AMELIA CORTESE E LA SUA FONDAZIONE

Ha compiuto cento anni. Non la Fondazione Cortese (che è molto più giovane) ma lei, la più straordinaria donna liberale che ho conosciuto, Amelia Ardias Cortese. Sempre attiva, lucidissima, protagonista della politica a Napoli (e non soltanto) “donna Amelia” ha dedicato i suoi ultimi anni alla Fondazione intitolata al marito Guido e al figlio Roberto, defunti entrambi dopo essere stati attivi nella vita politica napoletana e nazionale.
Guido Cortese è stato un esponente di rilievo del partito liberale sin dai primi anni dopo la guerra, ministro dell’industria dal 1955 al 1957; a lui si devono leggi importanti che contribuirono al rilancio del Mezzogiorno quando tutti sembravano convinti che il definitivo superamento della questione meridionale dovesse costituire l’obiettivo fondamentale della giovane repubblica. Lui, liberale convinto, sosteneva però che senza la leva di un intervento straordinario dello Stato sarebbe stato impossibile raggiungere lo scopo, e poiché lo Stato possedeva allora gli strumenti di promozione industriale necessari (l’IRI che aveva ereditato dal fascismo) bisognava utilizzarli, anche al di là dell’immediata convenienza economica, per raggiungere in tempi brevi risultati significativi; forse il modello che aveva in mente era la ben nota Tennessee Valley Authority di Roosevelt. Morì troppo presto, nel 1964, lasciando un vuoto soprattutto in molti giovani liberali come me che lo ritenevano un importante punto di riferimento.
Sua moglie Amelia ne raccolse l’eredità politica dedicando la sua vita a una concezione moderna del liberalismo, ai diritti delle donne (che soprattutto nel Mezzogiorno sembrava una rivendicazione quasi eversiva), e all’unità europea che ha sempre considerato un traguardo di fondamentale importanza anche per le regioni meridionali. Consigliere comunale nel 1970, consigliere regionale dal 1975, entrata a far parte della Giunta nel 1995 ha avuto deleghe di grande importanza (politiche giovanili, lavoro, urbanistica, beni ambientali e culturali) fino a divenire vice-presidente della Regione.
Ho avuto nel corso della mia ormai lunga esistenza la possibilità di conoscerla bene (per quanto bene si possa conoscere una personalità così complessa con interessi tanto estesi) e, nella mia veste di direttore scientifico e vice-presidente della Fondazione Einaudi di Roma, di collaborare con la Fondazione Cortese di cui “donna Amelia” è presidente e instancabile animatrice.

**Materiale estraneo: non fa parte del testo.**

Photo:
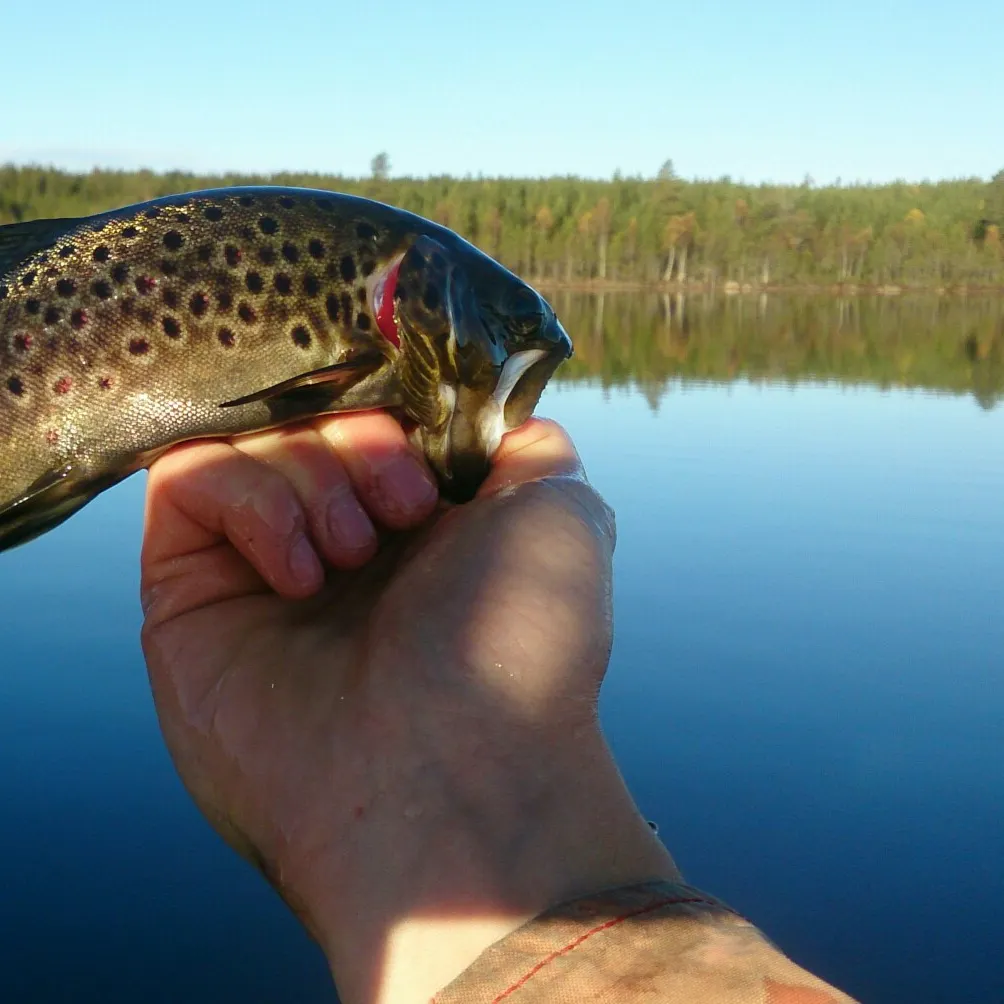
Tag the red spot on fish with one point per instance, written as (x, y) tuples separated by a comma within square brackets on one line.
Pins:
[(384, 302)]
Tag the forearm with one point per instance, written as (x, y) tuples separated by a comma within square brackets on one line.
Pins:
[(479, 849), (640, 944)]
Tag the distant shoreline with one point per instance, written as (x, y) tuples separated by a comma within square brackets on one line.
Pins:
[(733, 288)]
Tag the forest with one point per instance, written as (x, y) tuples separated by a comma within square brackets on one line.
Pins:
[(633, 232)]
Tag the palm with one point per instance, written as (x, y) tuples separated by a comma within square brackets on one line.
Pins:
[(282, 713)]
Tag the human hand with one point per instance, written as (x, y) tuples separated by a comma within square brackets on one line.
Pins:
[(407, 747)]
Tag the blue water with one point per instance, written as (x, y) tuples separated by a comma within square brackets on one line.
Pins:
[(805, 693)]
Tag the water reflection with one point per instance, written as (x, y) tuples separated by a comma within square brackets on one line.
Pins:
[(804, 690), (936, 342)]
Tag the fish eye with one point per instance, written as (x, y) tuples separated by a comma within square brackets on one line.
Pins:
[(523, 311)]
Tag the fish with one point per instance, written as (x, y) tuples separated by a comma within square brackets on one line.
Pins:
[(226, 311)]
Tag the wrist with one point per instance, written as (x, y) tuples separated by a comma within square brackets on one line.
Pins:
[(463, 854)]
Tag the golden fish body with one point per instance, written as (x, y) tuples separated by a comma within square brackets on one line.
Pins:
[(227, 311)]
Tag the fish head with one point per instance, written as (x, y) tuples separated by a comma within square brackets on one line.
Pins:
[(477, 347)]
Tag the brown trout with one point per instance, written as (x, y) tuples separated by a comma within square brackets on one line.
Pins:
[(231, 310)]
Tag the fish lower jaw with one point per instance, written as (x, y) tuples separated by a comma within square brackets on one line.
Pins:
[(493, 425)]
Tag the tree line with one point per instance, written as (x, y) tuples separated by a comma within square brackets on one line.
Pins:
[(651, 341), (636, 231)]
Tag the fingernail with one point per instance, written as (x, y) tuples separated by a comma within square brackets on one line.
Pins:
[(303, 562), (348, 524), (407, 485)]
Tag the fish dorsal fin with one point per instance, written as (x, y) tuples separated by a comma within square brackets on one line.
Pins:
[(21, 240)]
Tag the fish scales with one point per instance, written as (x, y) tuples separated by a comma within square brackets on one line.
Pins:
[(232, 310), (162, 313)]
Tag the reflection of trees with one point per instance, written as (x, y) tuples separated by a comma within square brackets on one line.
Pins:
[(647, 340)]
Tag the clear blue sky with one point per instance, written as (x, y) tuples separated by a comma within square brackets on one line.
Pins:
[(858, 90)]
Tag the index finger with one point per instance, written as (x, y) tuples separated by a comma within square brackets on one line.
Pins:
[(538, 449)]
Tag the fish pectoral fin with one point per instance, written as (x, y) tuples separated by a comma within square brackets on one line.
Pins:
[(19, 240), (47, 502), (320, 391)]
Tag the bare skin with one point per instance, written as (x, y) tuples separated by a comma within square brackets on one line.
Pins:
[(388, 706)]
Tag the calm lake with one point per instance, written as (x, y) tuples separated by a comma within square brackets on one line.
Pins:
[(805, 693)]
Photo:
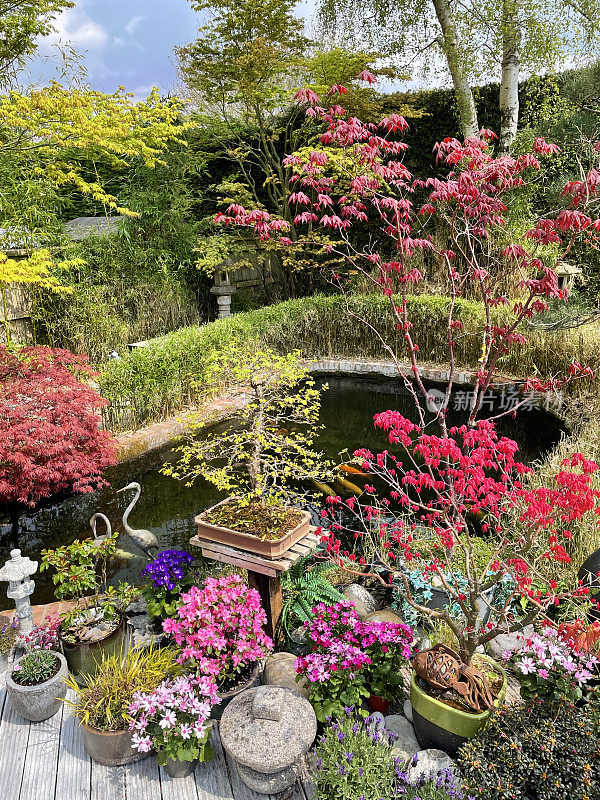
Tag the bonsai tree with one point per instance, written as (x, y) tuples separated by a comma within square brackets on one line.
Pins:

Le “scuole di liberalismo” di Napoli si svolgono ancora oggi sotto l’egida della Fondazione Cortese, ma ricordo anche convegni e seminari importanti sui problemi della comunicazione (realizzati in collaborazione con le università napoletane) dove, in anticipo sui tempi, si cominciò a discutere del rapporto tra le concezioni liberali e i nuovi strumenti di informazione che, a cominciare dalla televisione, imponevano riflessioni e rimedi che non hanno perso la loro attualità.

I cento anni di Amelia Cortese mi hanno colto di sorpresa; per lei sembrava che il tempo avesse sospeso il suo inesorabile scandire. Si può ben dire che di donne come lei ne nasce una ogni cent’anni. Cent’anni sono passati ma altre non ne vedo.
Auguri, donna Amelia, ad majora, c’è ancora da fare.